Trade Partners Extend Deadline on CAFTA
by Rod Hughes
Costa Rica’s future trade partners in the Central American Free Trade Agreement have granted Costa Rica a seven-month extension on the deadline for getting its house in order so the treaty can go into effect here. This country’s lawmakers still have to pass 10 bills designed to bring the country’s law into accord with the pact.
Opponents of the treaty in Congress, chiefly the Citizen Action Party (PAC) delegation of lawmakers, have waged a scorched earth retreat since a nationwide referendum last October approved the treaty. Their tactics were to stay away from the congressional floor every time one of the implementation laws came up for a vote, thus preventing a quorum. Moreover, they assaulted the laws with a blizzard of amendments that had to be discussed and voted on.
All this meant that needed legislation was blocked from consideration while PAC played its little games. But earlier this month, PAC head honcho, former twice-presidential-candidate Ottón SolÃs, announced that PAC congresspersons would no longer boycott the sessions. He did not mention the amendments, however, leaving observers to wonder if the “will of the majority” means anything to the party. CAFTA was, after all, ratified by a citizen vote, not congress.
Three bills are in their first debate and and seven others have passed this stage and are in their second, final debate. One is referred to the Constitutional Chamber of the Supreme Court. Still, chief Presidential advisor Rodrigo Arias says that with PAC’s new attitude, he sees no reason why all the bills are not going to become law in the next three months.
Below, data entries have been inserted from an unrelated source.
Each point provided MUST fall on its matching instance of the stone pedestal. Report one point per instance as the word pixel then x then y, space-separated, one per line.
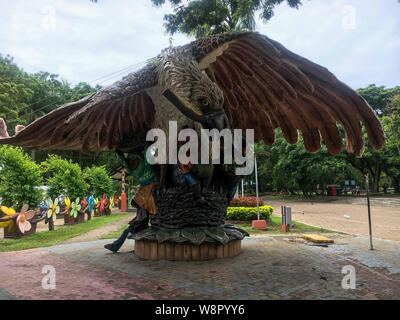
pixel 153 250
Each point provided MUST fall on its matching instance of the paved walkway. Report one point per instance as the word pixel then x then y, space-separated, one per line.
pixel 272 267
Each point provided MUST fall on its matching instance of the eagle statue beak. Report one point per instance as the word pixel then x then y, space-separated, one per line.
pixel 213 120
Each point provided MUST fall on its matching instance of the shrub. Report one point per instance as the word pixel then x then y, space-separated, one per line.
pixel 246 202
pixel 20 179
pixel 64 178
pixel 99 181
pixel 248 213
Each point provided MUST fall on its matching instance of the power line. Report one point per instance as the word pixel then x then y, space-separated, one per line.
pixel 105 78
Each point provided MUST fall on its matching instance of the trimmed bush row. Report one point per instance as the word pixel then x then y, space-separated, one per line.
pixel 246 202
pixel 248 213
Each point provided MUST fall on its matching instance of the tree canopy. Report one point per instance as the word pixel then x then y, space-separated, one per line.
pixel 205 17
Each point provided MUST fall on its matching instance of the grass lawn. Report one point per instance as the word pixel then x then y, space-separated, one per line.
pixel 274 227
pixel 49 238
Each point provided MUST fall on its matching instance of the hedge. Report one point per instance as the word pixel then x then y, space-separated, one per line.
pixel 246 202
pixel 248 213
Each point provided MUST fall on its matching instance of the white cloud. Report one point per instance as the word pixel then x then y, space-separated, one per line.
pixel 83 41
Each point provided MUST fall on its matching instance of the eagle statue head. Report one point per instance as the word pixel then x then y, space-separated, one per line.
pixel 190 89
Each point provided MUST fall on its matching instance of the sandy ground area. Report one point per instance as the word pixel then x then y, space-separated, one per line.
pixel 330 214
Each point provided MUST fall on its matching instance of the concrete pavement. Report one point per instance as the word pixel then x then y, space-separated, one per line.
pixel 270 267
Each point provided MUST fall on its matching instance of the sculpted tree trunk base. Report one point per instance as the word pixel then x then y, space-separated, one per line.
pixel 153 250
pixel 188 228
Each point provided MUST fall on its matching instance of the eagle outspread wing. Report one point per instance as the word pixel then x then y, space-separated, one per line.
pixel 265 86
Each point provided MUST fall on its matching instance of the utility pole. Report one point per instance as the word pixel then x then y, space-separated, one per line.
pixel 256 174
pixel 369 213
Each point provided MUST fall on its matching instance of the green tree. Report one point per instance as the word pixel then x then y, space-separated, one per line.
pixel 20 179
pixel 205 17
pixel 99 181
pixel 64 178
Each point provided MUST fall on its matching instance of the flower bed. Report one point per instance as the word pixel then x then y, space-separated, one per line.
pixel 248 213
pixel 246 202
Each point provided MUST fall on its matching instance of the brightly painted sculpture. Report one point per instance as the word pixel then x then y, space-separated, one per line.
pixel 76 207
pixel 19 219
pixel 234 80
pixel 52 212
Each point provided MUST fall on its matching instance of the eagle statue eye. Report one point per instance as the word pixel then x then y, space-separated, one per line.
pixel 204 103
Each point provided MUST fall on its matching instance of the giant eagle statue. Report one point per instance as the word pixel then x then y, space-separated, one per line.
pixel 239 80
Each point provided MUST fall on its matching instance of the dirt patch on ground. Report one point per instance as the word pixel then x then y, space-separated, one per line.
pixel 100 232
pixel 344 216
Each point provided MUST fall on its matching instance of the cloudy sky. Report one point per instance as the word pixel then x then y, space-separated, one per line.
pixel 358 40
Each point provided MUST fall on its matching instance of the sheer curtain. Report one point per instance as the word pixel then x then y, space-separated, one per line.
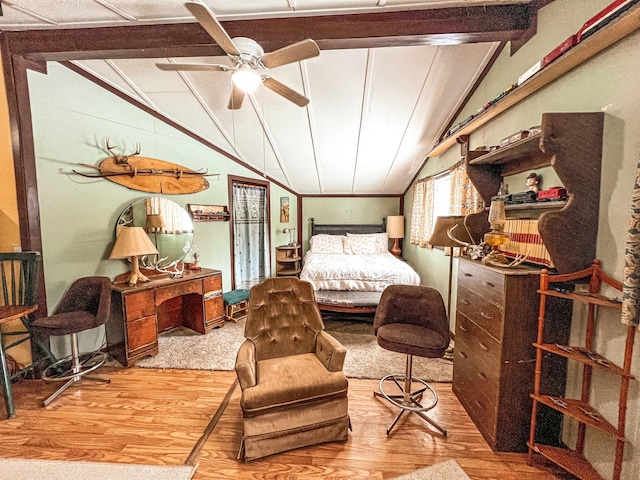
pixel 252 263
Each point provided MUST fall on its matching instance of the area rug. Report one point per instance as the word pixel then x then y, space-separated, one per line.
pixel 20 469
pixel 183 349
pixel 449 470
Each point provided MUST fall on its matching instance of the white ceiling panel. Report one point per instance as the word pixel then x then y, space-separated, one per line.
pixel 373 113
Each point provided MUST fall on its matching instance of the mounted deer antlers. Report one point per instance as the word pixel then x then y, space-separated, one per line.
pixel 122 159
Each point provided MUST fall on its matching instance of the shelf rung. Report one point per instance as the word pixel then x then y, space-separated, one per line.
pixel 581 411
pixel 569 460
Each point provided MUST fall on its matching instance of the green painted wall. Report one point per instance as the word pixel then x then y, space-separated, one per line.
pixel 345 210
pixel 608 83
pixel 78 214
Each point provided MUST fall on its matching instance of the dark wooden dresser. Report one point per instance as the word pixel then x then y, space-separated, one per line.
pixel 494 360
pixel 140 312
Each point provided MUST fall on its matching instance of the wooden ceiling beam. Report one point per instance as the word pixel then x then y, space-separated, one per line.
pixel 370 30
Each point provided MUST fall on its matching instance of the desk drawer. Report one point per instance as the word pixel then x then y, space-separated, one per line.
pixel 138 305
pixel 213 286
pixel 481 280
pixel 485 314
pixel 178 290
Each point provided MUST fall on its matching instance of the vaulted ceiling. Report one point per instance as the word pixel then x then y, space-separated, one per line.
pixel 389 79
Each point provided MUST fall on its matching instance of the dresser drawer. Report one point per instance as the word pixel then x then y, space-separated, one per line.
pixel 480 344
pixel 481 280
pixel 476 387
pixel 484 377
pixel 478 309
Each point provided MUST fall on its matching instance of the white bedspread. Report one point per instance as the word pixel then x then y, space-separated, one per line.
pixel 368 273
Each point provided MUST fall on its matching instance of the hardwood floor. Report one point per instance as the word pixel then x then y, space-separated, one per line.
pixel 157 416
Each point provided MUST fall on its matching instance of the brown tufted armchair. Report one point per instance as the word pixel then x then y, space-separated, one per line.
pixel 294 393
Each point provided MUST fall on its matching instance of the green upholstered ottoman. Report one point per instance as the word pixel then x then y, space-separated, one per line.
pixel 236 304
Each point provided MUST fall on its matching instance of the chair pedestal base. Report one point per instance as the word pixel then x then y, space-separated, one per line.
pixel 407 399
pixel 73 368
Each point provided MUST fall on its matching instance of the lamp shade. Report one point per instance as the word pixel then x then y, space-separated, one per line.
pixel 131 242
pixel 439 237
pixel 395 226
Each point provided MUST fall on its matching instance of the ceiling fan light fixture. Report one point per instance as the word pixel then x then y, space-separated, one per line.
pixel 246 79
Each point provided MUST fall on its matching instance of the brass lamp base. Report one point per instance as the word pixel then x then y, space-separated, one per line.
pixel 395 249
pixel 136 275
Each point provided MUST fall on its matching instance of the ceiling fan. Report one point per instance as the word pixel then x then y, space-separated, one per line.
pixel 250 63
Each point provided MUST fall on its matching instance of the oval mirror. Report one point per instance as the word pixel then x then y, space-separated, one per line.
pixel 168 225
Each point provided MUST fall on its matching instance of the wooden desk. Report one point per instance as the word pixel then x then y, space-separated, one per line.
pixel 9 314
pixel 140 312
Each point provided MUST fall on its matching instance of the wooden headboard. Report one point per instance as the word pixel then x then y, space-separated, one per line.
pixel 343 228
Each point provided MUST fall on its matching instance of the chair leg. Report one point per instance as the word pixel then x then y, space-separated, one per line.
pixel 409 400
pixel 78 370
pixel 6 383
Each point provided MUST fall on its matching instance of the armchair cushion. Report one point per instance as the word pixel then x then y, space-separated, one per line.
pixel 289 381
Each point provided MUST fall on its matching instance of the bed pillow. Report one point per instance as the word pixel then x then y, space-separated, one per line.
pixel 366 244
pixel 327 243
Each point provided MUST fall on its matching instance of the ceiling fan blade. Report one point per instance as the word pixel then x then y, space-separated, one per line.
pixel 208 20
pixel 293 53
pixel 192 66
pixel 286 92
pixel 237 95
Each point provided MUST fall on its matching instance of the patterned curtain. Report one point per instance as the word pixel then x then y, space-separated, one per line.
pixel 631 282
pixel 422 212
pixel 464 198
pixel 252 263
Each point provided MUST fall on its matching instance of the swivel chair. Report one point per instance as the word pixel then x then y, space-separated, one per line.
pixel 411 320
pixel 85 306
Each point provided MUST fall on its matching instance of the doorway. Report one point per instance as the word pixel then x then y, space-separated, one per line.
pixel 250 242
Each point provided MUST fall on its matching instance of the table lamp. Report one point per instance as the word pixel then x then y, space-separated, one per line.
pixel 395 230
pixel 132 242
pixel 290 231
pixel 497 219
pixel 439 238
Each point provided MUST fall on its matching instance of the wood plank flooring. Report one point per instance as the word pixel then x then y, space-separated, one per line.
pixel 157 416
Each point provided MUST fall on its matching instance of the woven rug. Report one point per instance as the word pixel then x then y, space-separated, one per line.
pixel 449 470
pixel 183 349
pixel 20 469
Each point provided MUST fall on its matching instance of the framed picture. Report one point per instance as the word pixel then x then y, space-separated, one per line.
pixel 284 209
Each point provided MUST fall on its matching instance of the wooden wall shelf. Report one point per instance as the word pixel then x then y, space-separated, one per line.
pixel 209 213
pixel 571 144
pixel 583 353
pixel 618 29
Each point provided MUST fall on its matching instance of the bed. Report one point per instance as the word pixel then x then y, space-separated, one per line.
pixel 349 265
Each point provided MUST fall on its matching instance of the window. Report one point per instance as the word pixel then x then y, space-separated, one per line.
pixel 448 193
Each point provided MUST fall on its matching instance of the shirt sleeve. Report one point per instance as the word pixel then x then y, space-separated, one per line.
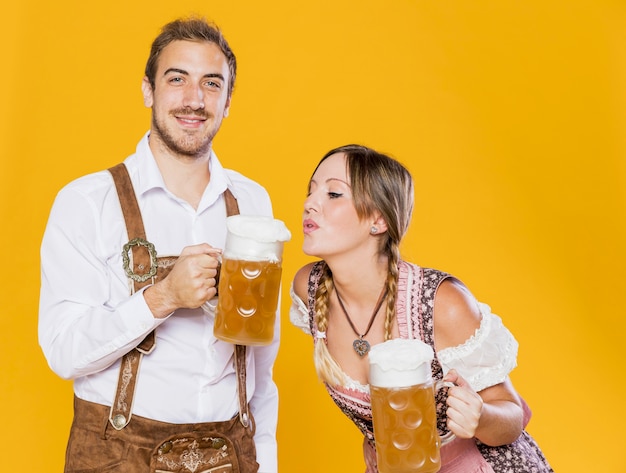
pixel 298 312
pixel 487 357
pixel 82 329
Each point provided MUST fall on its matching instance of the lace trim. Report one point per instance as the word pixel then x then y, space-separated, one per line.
pixel 487 357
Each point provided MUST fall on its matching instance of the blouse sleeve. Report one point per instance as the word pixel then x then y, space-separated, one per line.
pixel 298 312
pixel 487 357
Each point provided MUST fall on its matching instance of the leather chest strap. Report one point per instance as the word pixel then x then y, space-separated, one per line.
pixel 145 270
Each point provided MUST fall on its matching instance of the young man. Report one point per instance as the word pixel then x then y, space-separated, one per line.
pixel 136 415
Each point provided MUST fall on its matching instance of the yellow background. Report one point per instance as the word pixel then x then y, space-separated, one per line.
pixel 510 114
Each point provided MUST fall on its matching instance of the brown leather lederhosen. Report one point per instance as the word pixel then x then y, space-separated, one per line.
pixel 226 446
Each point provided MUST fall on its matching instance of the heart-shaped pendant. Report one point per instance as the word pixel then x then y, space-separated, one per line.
pixel 361 347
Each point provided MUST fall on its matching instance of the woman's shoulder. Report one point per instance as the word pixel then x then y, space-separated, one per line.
pixel 457 313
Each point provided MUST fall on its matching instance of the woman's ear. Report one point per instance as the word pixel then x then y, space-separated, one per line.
pixel 379 225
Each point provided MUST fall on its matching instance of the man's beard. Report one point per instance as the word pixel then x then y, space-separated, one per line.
pixel 190 145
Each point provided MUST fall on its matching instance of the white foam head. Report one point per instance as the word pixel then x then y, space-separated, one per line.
pixel 399 363
pixel 253 237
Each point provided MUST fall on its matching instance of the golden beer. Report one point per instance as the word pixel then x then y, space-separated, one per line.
pixel 247 302
pixel 405 429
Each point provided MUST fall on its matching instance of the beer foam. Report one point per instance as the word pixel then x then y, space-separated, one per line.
pixel 255 237
pixel 400 362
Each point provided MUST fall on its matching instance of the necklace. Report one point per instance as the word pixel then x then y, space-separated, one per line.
pixel 361 347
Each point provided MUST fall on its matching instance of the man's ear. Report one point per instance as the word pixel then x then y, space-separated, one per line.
pixel 227 108
pixel 146 89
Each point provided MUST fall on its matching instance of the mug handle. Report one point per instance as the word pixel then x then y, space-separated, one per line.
pixel 449 437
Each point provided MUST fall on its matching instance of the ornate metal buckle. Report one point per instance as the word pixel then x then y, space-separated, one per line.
pixel 126 259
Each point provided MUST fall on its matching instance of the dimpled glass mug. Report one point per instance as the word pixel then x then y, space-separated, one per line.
pixel 403 407
pixel 250 277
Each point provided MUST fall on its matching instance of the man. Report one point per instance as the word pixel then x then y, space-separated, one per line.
pixel 88 319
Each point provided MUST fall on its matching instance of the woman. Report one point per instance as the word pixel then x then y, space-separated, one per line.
pixel 358 208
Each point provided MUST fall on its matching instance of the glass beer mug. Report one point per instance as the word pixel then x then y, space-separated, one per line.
pixel 249 283
pixel 403 407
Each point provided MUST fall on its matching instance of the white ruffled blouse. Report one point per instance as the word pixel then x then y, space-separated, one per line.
pixel 484 360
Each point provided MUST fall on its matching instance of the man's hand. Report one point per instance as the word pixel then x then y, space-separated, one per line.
pixel 190 284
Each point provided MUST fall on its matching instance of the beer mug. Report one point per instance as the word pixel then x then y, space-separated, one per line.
pixel 249 283
pixel 403 407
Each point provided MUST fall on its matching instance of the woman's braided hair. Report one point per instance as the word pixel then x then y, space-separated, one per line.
pixel 379 184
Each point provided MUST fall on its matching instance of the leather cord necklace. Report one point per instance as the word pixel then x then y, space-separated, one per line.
pixel 361 347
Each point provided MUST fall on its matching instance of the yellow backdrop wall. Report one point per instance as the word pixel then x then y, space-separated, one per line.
pixel 511 115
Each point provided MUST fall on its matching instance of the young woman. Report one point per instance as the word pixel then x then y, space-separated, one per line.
pixel 361 293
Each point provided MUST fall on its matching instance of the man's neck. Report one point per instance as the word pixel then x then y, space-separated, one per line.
pixel 186 177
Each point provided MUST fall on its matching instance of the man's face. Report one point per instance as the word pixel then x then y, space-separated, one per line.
pixel 189 99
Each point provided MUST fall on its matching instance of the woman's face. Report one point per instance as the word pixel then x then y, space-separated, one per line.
pixel 330 223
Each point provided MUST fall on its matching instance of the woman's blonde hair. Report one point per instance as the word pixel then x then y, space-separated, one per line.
pixel 379 184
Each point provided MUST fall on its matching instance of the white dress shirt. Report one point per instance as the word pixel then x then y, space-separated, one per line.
pixel 88 321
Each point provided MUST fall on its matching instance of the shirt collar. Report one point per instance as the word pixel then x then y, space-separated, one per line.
pixel 147 175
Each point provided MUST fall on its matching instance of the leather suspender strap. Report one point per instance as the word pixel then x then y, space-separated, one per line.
pixel 142 267
pixel 142 258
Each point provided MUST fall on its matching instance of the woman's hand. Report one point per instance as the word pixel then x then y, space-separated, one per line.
pixel 464 406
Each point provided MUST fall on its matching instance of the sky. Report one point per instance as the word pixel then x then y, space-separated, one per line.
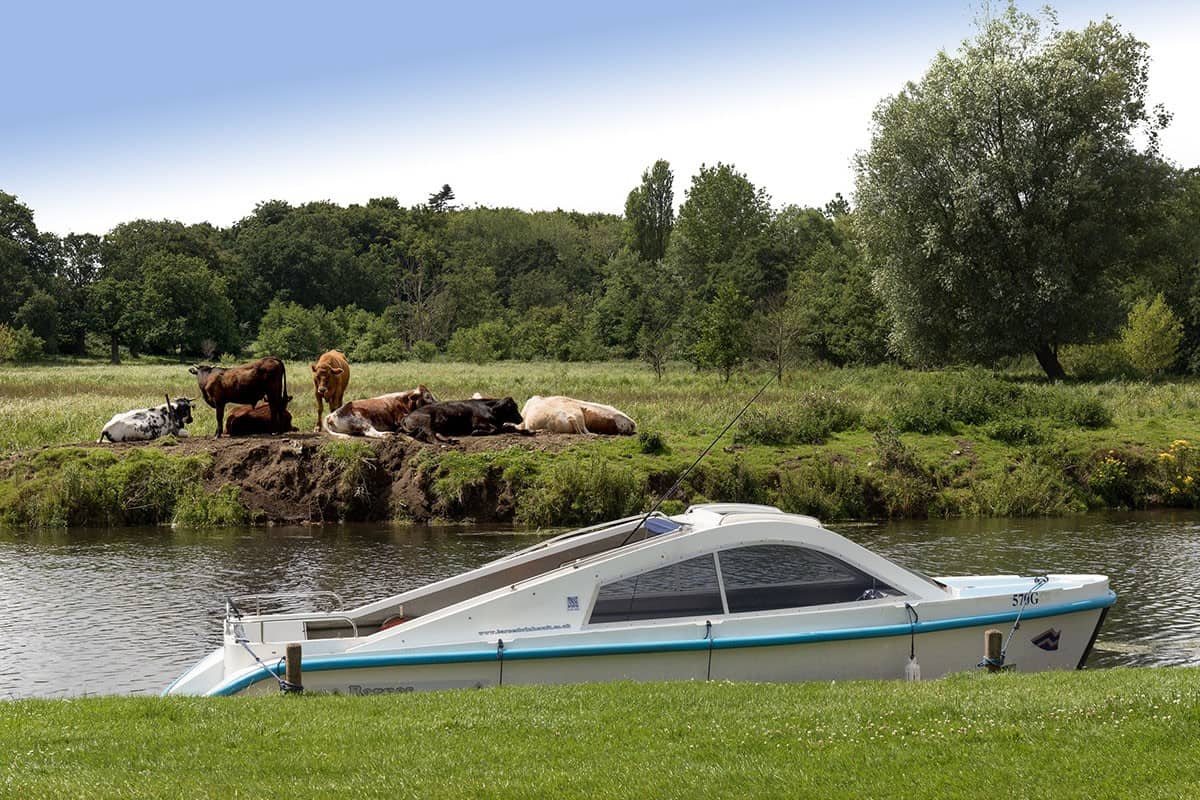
pixel 198 112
Arias is well aware that the Administration has the bare 38 votes to pass the bills and that the absence from a simple cold suffered by one of the Pro-CAFTA congresspersons can result in the hasty withdrawal of a bill from vote lest it not pass.
Foreign Trade Minister Marco Vinicio Ruiz says it was not easy to convince the other countries to give Costa Rica the extra time and, indeed, the extension was granted only two days before the February 29 deadline ran out. “Honestly, nobody could understand why the Legislative Assembly took all those months they did.” Some of the countries in CAFTA actually ratified the treaty in one or two days after they were introduced into their congresses–from the Costa Rican point of view, almost before the ink was dry on the treaty. But, then, Ticos are famous throughout Latin America for always being late.